My first walk in smokehouse was built to resemble a three hole outhouse from the outside. The fire pit was placed twenty-five or thirty feet away and the smoke traveled through six-inch clay field tile buried a foot deep and on a slight incline to the smoke house. A fire was made using available hardwood in the woods where the smokehouse sat, hickory, maple, oak, beech and so on. After a good fire was started, it was then smothered and allowed to slowly burn until it went out. Believe it, there was no TBS here. By the time, the smoke reached the smokehouse it had greatly cooled down and a good amount of the creosote was removed by remaining in the tile. A lot of bacon and cheese was smoked in that three holer. This is what we want to replicate today only on a smaller scale and perhaps you will see were problems suffered today by many come from.

To help you understand the principles behind a successful smoker, look at it as you would a fireplace in your home. You have a hearth a grate and a chimney. The hearth is where the fire is placed in our case a firebox, a grate is what the fuel is placed on, in our case a tray or smoke generator, and a chimney, in our case a product chamber. As in a fireplace, the grate burns clean and the smoke travels up the chimney. As the smoke travels up the chimney creosote and other deposits collect on the chimney walls eventually clogging the chimney if not cleaned. The very same thing happens with food smokers only on a smaller scale. Naturally the hotter the fire the less deposits will be collected but, we are talking about cold smoking, not hot. I find it amusing that those who have used the smoke generators that produce voluminous amounts of smoke complain about the tar buildup on the inside of the generators and eventually mothball them. They do not seem to realize that the goo collected there is not being collected on their food, oh well, I have no problem cleaning mine.

Now, how do we replicate the smokers of old in today’s environment?  We start by using a remote firebox and pipe the smoke produced by your smoke generator of choice to the product chamber, which could be your smoker or a cardboard box, whatever you want to use. The firebox is also used as a heat sink in order to cool the smoke as much as possible, the more mass the better. The pipe used (preferably single wall stovepipe) to transport the smoke will also act as a heat sink so the longer it is, the better the results.

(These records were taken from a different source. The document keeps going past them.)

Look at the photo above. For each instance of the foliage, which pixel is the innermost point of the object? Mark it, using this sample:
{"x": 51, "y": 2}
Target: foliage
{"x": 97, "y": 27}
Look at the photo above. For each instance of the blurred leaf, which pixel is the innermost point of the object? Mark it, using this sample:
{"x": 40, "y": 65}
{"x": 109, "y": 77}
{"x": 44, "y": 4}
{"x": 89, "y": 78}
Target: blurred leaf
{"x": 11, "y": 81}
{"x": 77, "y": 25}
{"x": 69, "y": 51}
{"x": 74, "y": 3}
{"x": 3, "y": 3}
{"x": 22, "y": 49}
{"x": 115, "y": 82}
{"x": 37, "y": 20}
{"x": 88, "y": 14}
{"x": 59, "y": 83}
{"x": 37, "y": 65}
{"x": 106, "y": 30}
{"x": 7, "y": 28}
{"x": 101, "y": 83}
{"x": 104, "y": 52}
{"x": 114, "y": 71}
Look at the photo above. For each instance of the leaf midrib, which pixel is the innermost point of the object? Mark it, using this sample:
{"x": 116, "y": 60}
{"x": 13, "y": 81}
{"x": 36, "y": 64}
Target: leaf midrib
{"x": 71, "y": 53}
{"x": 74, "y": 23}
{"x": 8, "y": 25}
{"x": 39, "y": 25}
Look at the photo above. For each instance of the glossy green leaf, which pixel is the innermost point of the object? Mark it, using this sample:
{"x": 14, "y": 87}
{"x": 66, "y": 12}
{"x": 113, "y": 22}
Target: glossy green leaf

The provided threads will help you understand how to use different smokes to your advantage. There is no need to worry about producing only TBS, by doing so you are hobbling yourself to a few products when by using different smokes in different manners, there is nothing that you cannot smoke.

I understand it is a lot of reading but, you will have a good understanding about smoking food products after doing so.

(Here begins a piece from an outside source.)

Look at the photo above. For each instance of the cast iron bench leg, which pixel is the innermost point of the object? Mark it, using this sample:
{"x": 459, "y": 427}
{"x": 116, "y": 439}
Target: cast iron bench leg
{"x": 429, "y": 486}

Enjoy and most of all, have fun.

Tom

My Cold Smoking Options w/Q - View,  New to smoking or have a new smoker? -- "How to optimize your smoke",

AMNPS & Smoke Daddy Myths?,  Understanding Smoke Management - updated 12/08/14, Smoke Color Chart.

Mr T's "Smoked Cheese From Go To Show" w/ Q- View


----------



## horse (Jan 4, 2016)

Mr T, 
 That makes you think about the reasons people built certain things the way they did 50 or so years ago. It may have been the "right" way. Everything now is built for convenience. Such as, anybody can have a smoker now. They fit on your deck, garage, wherever. You don't need a fair size piece of ground for a smoker anymore.
 Thank you for the information and your wood stove under the deck is a pretty sweet set up. I think I'm going to look into cold smoking a different way. I'll come up with something.
 Shawn


----------



## mr t 59874 (Jan 4, 2016)

horse said:


> Mr T,
> That makes you think about the reasons people built certain things the way they did 50 or so years ago. It may have been the "right" way. Everything now is built for convenience. I'll come up with something.
> Shawn


If you come up with a better way to eliminate creosote, please let it be known, I am willing to modify my smoking arsenal.

T


----------



## horse (Jan 4, 2016)

This could be completely crazy and not work, but has anyone ever tried a copper worm like in a still to cool the smoke? 3/8" OD maybe. It's a little pricey though. If you were to put the worm in a bucket. If the ambient air temp was cool enough, would it cool the smoke enough? Or would the smoke stall and not rise through it?


----------